The Internet of Things (IoT), also referred to as the Internet of Everything - the digital grand design by which people, processes, data, and things connect to the Internet and each other, is already affecting plant network strategies. Machine-to-Machine (M2M) connections that will require greater bandwidth and lower latency range from telemedicine and smart car navigation systems, to home automation, security and video surveillance.
Connected healthcare, including health monitors, medicine dispensers, and first-responder connectivity, will be the fastest growing industry segment, at 49 percent CAGR. Connected car applications will have the second fastest growth, at 37 percent CAGR, according to projections by Cisco.

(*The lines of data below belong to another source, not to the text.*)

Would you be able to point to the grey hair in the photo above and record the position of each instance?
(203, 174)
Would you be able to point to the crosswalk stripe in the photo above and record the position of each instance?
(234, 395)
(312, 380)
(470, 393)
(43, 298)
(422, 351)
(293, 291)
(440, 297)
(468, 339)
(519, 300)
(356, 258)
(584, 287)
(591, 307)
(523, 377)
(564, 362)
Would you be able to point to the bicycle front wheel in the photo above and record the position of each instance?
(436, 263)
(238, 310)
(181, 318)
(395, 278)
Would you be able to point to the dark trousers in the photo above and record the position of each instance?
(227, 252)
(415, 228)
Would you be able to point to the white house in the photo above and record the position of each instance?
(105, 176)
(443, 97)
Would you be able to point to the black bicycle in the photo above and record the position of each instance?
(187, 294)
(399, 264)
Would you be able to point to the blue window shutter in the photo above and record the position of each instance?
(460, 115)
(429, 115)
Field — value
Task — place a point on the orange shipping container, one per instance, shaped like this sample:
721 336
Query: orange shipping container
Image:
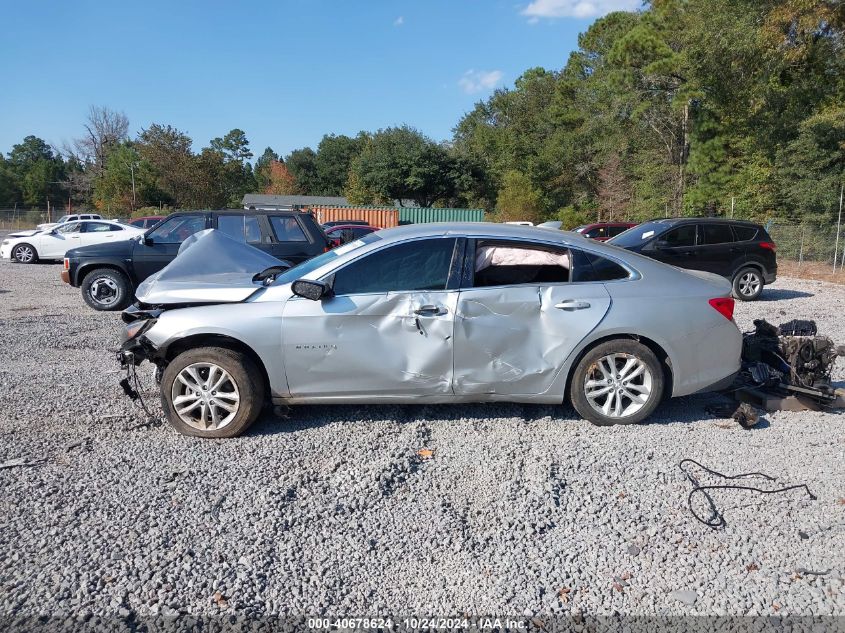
383 218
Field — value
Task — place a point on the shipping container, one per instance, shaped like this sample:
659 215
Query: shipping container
420 215
384 218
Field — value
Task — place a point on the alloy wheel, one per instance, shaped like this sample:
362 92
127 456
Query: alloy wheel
618 385
205 396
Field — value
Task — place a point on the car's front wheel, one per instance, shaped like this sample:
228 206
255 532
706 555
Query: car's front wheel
212 392
106 289
748 284
25 254
617 382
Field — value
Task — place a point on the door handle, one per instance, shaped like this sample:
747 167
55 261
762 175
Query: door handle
430 310
571 304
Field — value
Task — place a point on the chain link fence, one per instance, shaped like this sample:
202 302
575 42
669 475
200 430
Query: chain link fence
811 243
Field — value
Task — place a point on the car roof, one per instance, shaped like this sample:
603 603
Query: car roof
673 221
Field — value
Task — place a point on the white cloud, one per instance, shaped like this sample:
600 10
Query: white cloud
576 8
475 81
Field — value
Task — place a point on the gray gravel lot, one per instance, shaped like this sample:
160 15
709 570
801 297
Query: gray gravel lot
520 509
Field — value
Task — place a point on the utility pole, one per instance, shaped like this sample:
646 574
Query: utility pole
838 224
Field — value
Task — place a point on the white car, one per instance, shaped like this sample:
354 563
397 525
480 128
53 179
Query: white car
69 218
54 243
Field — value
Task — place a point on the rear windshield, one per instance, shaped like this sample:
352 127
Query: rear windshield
639 234
300 270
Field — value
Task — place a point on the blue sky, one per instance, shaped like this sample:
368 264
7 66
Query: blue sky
286 72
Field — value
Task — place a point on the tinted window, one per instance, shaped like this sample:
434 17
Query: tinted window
176 230
69 227
717 233
418 265
744 233
507 264
287 229
681 236
98 227
244 228
597 268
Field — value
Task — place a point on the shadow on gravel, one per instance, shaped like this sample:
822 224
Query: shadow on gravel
303 417
782 294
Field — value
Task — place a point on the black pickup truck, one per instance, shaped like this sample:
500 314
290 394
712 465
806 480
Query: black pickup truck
109 273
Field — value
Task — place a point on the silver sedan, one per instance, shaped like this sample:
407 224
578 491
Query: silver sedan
436 313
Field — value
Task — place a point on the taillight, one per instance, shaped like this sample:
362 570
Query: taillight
724 306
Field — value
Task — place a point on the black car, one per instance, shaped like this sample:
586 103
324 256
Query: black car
109 273
740 251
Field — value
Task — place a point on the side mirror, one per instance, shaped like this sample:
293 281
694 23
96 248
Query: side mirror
314 290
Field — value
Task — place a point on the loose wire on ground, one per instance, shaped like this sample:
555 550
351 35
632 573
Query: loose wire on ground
716 520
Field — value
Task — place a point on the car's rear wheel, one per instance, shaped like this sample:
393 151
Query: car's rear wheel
748 284
25 254
617 382
106 289
212 392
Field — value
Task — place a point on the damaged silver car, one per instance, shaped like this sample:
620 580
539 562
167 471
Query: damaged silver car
436 313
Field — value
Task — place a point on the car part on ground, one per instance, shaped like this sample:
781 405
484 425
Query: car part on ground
740 251
449 313
780 368
292 235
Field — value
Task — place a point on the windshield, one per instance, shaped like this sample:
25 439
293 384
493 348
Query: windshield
300 270
638 235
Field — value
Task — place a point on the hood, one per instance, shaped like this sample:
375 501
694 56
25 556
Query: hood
121 248
27 233
211 267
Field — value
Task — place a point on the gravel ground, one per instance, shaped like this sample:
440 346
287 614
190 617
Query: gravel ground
519 510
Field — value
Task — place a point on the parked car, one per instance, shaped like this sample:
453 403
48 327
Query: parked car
108 274
437 313
742 252
343 233
328 225
69 218
54 243
603 231
147 221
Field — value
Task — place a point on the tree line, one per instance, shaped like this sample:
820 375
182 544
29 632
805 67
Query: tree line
687 107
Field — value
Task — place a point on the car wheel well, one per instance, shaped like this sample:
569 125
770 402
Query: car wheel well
89 268
662 356
217 340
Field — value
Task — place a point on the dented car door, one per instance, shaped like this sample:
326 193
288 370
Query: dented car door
386 330
514 339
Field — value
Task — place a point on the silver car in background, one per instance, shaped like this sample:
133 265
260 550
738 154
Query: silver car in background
436 313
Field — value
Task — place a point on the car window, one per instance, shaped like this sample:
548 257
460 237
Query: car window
98 227
244 228
599 231
745 233
680 236
508 263
717 233
177 229
417 265
592 267
287 229
69 227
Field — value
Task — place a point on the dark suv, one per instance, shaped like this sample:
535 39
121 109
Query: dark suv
109 273
740 251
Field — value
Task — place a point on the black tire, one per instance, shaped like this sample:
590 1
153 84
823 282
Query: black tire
748 284
106 289
591 366
245 380
24 253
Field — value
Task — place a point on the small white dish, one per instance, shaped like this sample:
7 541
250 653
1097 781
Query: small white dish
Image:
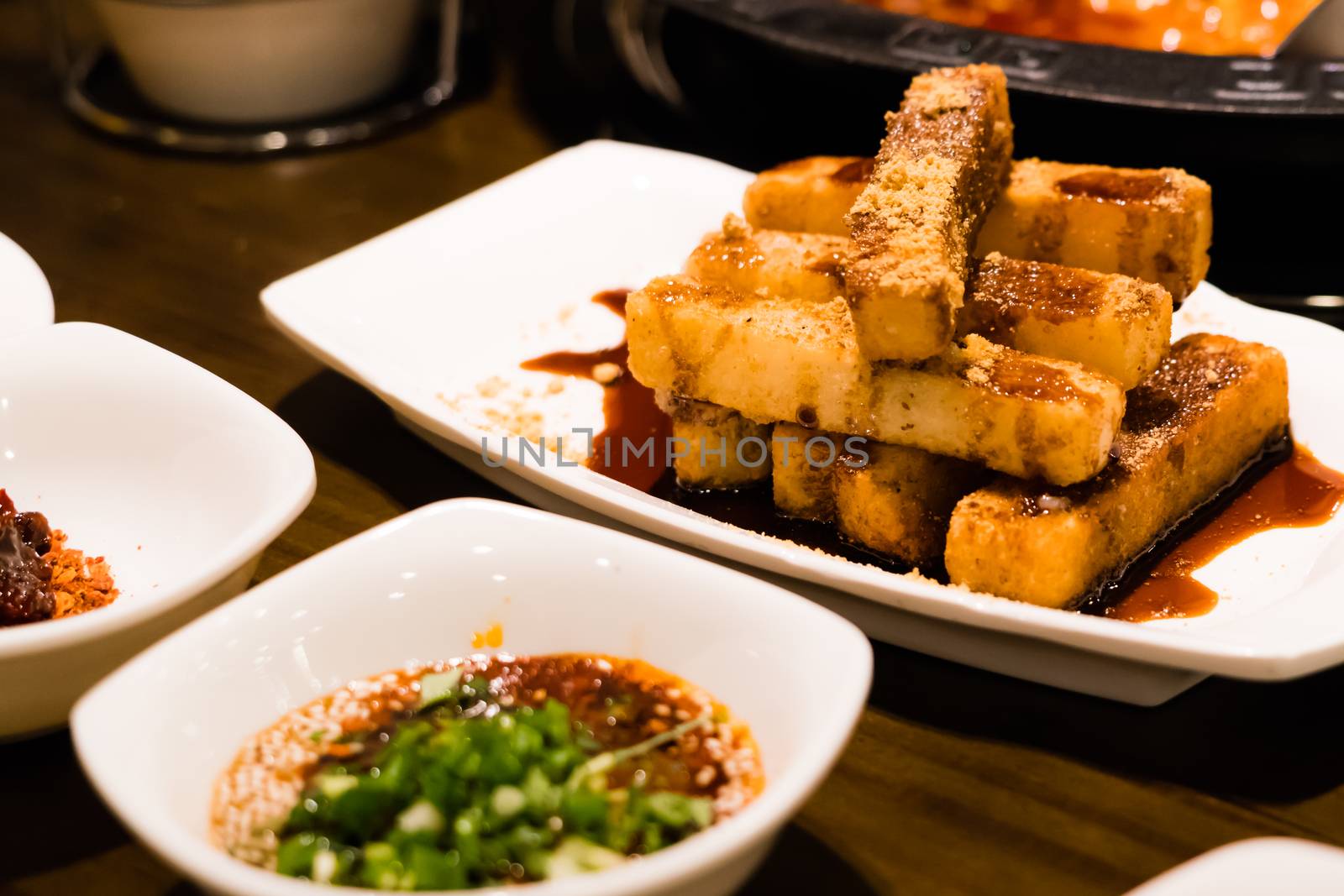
172 474
1254 868
155 735
436 316
24 293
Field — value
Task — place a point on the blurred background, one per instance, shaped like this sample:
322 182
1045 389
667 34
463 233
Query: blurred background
1229 89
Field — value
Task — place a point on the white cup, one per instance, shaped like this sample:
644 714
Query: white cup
261 60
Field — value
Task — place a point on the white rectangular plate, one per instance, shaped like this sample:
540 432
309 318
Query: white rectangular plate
436 316
1253 868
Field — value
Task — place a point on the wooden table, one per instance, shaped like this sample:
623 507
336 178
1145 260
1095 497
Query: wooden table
958 781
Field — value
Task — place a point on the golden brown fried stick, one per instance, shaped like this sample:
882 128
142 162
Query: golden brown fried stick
1115 324
1189 429
1048 211
808 268
788 360
1152 224
808 195
1110 322
940 168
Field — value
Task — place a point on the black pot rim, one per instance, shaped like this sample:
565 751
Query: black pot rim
1163 81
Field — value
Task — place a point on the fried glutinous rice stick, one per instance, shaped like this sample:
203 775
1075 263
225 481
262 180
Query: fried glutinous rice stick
1189 429
1115 324
940 168
1155 223
785 360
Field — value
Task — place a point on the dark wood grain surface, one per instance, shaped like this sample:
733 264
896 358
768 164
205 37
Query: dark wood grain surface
956 782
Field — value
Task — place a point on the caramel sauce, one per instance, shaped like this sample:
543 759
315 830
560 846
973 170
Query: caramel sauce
1023 376
631 414
1207 27
1115 187
1297 492
1047 291
858 170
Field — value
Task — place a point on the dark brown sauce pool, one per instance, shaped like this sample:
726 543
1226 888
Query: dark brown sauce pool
628 407
1289 488
1285 488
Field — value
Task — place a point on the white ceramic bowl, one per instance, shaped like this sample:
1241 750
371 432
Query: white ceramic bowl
175 476
257 60
158 732
24 293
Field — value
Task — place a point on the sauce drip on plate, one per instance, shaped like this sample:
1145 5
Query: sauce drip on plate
1297 492
631 414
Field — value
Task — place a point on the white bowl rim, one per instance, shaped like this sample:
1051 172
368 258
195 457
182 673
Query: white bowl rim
31 286
286 506
678 864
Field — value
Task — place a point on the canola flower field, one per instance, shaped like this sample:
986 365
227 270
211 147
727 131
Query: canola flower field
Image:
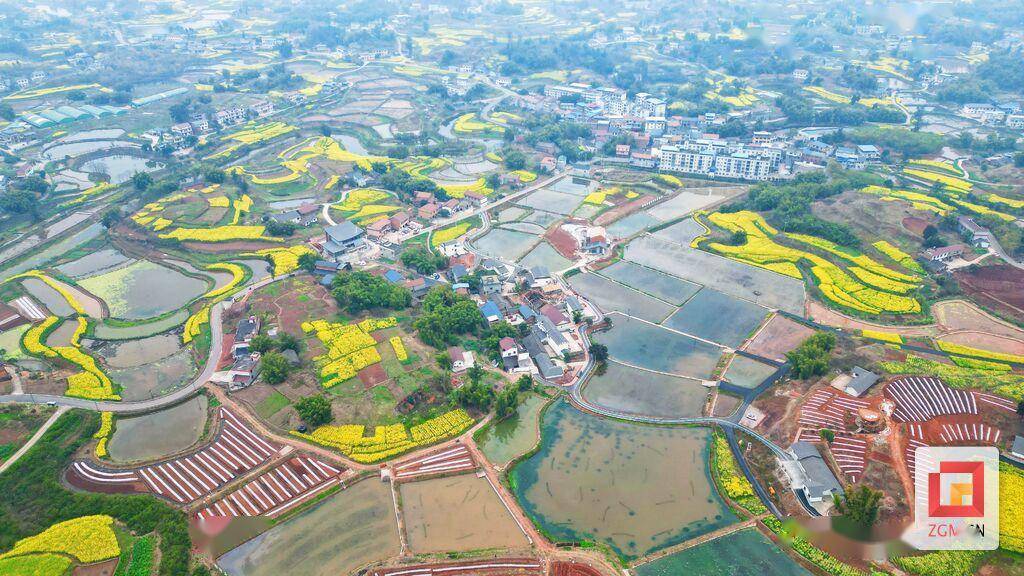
388 441
349 347
863 286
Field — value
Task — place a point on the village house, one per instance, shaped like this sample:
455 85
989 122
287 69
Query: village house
304 215
342 239
378 229
944 253
461 360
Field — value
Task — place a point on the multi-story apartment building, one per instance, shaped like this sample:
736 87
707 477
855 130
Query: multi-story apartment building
706 158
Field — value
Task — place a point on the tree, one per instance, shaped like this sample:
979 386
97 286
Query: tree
314 410
261 343
811 358
288 341
274 368
273 228
111 218
213 176
506 402
859 504
356 291
141 181
422 260
307 261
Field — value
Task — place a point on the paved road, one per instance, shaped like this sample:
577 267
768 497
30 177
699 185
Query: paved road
492 205
32 441
153 404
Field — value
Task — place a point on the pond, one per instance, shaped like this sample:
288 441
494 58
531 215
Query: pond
551 201
260 270
143 289
636 488
542 218
681 233
160 434
611 296
458 513
141 352
719 318
120 168
40 258
625 228
646 345
508 439
757 285
95 262
48 296
638 392
747 552
505 244
351 144
659 285
545 255
347 530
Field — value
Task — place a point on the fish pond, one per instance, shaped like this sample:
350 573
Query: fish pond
646 345
506 244
747 552
347 530
638 392
649 281
457 513
160 434
717 317
637 489
143 289
513 436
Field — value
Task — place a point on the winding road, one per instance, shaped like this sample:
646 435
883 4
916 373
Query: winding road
153 404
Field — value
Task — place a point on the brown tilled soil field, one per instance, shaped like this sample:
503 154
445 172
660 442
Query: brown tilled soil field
777 337
999 287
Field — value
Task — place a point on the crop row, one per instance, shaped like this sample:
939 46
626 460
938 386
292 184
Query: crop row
961 350
388 441
87 539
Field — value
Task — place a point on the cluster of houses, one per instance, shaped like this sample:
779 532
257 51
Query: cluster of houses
199 123
1009 114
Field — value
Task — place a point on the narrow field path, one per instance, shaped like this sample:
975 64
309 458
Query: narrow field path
35 438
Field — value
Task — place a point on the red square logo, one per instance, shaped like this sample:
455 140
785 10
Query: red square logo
957 490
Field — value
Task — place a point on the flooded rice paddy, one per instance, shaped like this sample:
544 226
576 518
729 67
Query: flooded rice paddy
747 552
143 289
547 256
160 434
636 488
611 296
515 435
624 228
646 345
659 285
637 392
457 513
93 263
347 530
717 317
766 288
120 168
506 244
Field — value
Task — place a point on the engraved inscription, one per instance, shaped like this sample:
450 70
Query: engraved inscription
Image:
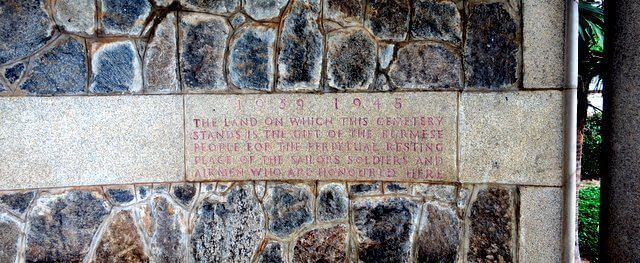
393 136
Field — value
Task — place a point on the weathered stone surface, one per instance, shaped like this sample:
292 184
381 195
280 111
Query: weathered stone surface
165 224
115 67
121 195
251 58
124 17
541 225
272 253
14 72
47 76
388 19
384 228
212 6
301 47
288 208
62 226
322 245
524 131
121 242
17 202
184 193
436 192
426 66
351 60
76 16
24 28
264 9
333 202
438 236
362 189
345 12
94 140
228 228
491 227
161 59
10 233
436 20
543 43
203 40
491 47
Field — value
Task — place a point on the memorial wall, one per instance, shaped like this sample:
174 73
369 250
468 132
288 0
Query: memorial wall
281 130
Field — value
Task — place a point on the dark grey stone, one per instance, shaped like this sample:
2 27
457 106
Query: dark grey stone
300 59
388 19
251 58
426 66
359 189
46 75
121 196
351 59
288 208
492 218
333 202
163 224
272 253
436 20
439 234
24 28
212 6
321 245
228 229
17 202
264 9
13 73
9 236
184 193
384 228
116 68
346 12
124 17
491 48
203 40
62 226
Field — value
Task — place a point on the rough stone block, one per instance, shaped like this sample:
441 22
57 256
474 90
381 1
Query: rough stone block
436 20
90 141
161 59
76 16
251 58
115 67
203 40
511 137
540 224
426 66
543 43
351 61
47 76
388 19
301 49
492 46
124 17
24 28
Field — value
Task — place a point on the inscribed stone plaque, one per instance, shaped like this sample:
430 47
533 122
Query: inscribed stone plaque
71 141
400 136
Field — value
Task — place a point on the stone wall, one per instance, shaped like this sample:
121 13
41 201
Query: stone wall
94 97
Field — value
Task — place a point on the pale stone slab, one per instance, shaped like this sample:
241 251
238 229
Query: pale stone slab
511 137
399 137
543 53
70 141
540 224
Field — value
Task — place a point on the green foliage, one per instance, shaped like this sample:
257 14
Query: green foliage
589 222
592 147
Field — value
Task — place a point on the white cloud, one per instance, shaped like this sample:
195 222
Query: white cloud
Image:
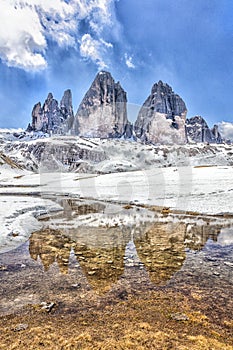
27 25
91 49
226 130
128 61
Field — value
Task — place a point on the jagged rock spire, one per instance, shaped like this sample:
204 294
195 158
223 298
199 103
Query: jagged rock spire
102 112
162 117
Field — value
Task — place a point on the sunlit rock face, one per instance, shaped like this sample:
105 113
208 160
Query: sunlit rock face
52 117
198 131
161 119
102 112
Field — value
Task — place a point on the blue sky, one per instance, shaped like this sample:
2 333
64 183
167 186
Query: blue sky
59 44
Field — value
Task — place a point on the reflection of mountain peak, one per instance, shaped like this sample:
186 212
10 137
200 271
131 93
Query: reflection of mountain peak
100 252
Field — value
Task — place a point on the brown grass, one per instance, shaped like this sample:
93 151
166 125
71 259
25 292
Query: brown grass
141 322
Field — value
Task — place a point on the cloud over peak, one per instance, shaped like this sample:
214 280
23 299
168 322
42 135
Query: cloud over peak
27 26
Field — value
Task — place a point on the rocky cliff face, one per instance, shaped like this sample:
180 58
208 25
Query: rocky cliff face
102 112
198 131
162 117
52 118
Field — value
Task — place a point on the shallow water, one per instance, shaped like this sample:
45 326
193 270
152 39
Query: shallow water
93 250
101 275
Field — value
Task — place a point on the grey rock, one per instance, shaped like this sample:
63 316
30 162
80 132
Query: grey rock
161 119
102 112
66 108
52 118
199 131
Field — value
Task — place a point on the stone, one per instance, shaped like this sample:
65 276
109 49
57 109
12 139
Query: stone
161 119
103 112
198 131
51 117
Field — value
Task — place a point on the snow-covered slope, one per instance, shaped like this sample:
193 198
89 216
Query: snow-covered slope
70 153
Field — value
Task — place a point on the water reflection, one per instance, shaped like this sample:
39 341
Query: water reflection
75 264
101 252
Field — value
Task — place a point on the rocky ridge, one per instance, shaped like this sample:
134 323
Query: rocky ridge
198 131
76 154
103 114
161 118
52 117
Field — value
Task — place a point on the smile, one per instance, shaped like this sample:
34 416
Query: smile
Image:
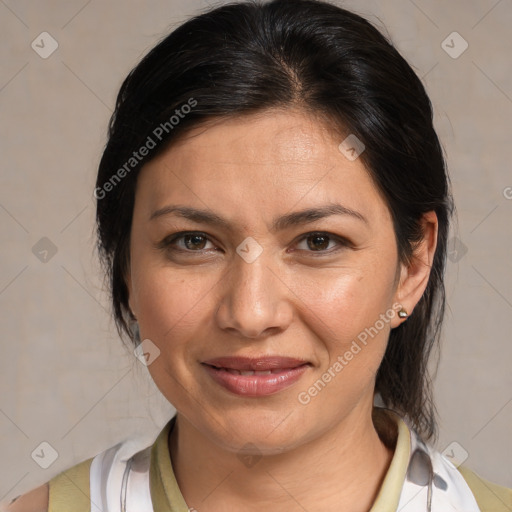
255 377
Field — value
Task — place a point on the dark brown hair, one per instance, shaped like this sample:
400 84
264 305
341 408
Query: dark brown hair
246 57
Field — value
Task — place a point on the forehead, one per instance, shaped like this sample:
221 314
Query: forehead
268 161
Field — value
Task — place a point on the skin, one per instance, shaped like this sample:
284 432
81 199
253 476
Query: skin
206 301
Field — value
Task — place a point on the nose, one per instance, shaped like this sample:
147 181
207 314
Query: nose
254 302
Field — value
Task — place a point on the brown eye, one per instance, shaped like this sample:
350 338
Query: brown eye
186 242
320 243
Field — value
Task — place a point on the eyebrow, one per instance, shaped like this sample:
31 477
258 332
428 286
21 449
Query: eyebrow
280 223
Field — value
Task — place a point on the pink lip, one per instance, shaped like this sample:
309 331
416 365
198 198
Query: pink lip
284 371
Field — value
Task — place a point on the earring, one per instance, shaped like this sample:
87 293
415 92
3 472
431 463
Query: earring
134 330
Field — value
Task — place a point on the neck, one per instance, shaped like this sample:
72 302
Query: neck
341 470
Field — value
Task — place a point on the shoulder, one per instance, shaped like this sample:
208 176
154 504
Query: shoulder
69 490
489 496
34 501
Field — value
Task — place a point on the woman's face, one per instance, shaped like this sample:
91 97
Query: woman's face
252 288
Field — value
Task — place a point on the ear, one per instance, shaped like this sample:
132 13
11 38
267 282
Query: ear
414 276
129 287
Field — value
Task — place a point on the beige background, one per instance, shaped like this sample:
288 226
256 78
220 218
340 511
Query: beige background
65 377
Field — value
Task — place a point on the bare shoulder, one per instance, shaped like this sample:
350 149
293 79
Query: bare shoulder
35 500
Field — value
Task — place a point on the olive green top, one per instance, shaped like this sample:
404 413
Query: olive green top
69 490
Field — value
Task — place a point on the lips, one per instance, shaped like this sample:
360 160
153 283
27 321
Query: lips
255 364
255 376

There’s no doubt mobility and M2M technologies enhance and have the capability to change how we live, work, play and parallel park. They may even save lives. However, given that just about every industry observer points out there’s simply not enough bandwidth to ensure the viability of future growth, how will the supply of bandwidth capacity keep pace with demand?
One solution to the network challenge is creating a new edge of the Internet in order to serve content locally to subscribers within underserved markets, not solely from one of the eight traditional peering locations across the U.S. By localizing content in proximity to the consumers of that content, both broadband providers and content providers can reduce costs by offloading backbone traffic, improve performance related to throughput and download speeds, and improve end-user experience.
Progressive companies are also designing, deploying, and operating small cell solutions at the edge of the network to enhance mobile connectivity. By deploying these cells at the edge of the network, data can be available to end-users in real-time, and accessible anywhere, anytime, on any device.